Republican Party Presidential candidate John McCain warned on Wednesday that Russia's invasion of Georgia was a stark reminder the world is a dangerous place and demands experience in the White House.
Senator McCain, 71, told a fund-raiser that Moscow's action was part of "the centuries' old ambitions of the Russians to establish the Russian empire."
He said "a steady hand on the tiller" was required - and "an experienced one."
President George Bush earlier announced the US military will deliver humanitarian aid to Georgia and Secretary of State Condoleezza Rice is going to Tbilisi to show "unwavering" support for the former Soviet republic.
In Russia, Foreign Minister Sergei Lavrov said Washington was playing "a dangerous game" in the Caucasus by backing Georgia.

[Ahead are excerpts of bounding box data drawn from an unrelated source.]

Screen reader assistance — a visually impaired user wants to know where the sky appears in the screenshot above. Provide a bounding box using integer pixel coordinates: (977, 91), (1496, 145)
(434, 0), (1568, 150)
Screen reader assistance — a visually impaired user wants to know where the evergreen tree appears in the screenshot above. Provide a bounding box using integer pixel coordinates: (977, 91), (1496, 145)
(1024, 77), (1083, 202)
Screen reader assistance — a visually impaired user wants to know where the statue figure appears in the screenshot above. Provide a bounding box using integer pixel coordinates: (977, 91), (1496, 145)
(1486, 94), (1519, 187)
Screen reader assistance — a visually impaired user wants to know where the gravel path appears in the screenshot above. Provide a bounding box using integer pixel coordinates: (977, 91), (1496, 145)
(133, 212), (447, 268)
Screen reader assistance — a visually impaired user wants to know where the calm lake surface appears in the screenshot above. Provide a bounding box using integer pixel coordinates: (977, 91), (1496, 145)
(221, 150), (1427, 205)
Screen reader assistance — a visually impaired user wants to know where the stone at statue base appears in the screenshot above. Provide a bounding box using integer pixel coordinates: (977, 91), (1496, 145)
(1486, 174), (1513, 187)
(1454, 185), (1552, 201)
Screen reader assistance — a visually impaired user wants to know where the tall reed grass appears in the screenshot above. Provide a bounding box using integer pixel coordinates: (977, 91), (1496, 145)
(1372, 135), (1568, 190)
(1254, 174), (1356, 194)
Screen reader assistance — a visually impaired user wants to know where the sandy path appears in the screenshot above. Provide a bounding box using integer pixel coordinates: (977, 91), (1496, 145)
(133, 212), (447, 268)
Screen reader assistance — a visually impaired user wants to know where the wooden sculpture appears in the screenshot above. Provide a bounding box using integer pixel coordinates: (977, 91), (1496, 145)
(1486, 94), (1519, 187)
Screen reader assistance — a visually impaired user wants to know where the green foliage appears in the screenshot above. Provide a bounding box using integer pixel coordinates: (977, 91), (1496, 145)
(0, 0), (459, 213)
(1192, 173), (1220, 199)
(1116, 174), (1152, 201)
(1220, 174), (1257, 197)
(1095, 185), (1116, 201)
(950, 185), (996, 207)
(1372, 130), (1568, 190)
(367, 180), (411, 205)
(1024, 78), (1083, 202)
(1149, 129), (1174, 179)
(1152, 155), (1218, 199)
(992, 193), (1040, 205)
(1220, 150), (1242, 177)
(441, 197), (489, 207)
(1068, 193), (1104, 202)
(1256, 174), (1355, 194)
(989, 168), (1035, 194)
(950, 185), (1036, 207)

He said the United States will have to choose between its relationship with Moscow and the Georgian leadership, which he described as a "virtual project."
However, Senator McCain said he did not envisage a return to the Cold War era.
In an interview with CNN, Georgian President Mikheil Saakashvili said both Senator McCain and Senator Barack Obama were supportive of his country, but he praised the Arizona Republican in particular.
Meanwhile, Dr Rice says Russia has "seriously overreached" itself.
She told a news conference: "This is not 1968 and the invasion of Czechoslovakia where Russia can threaten a neighbour, occupy a capital, overthrow a government and get away with it. Things have changed."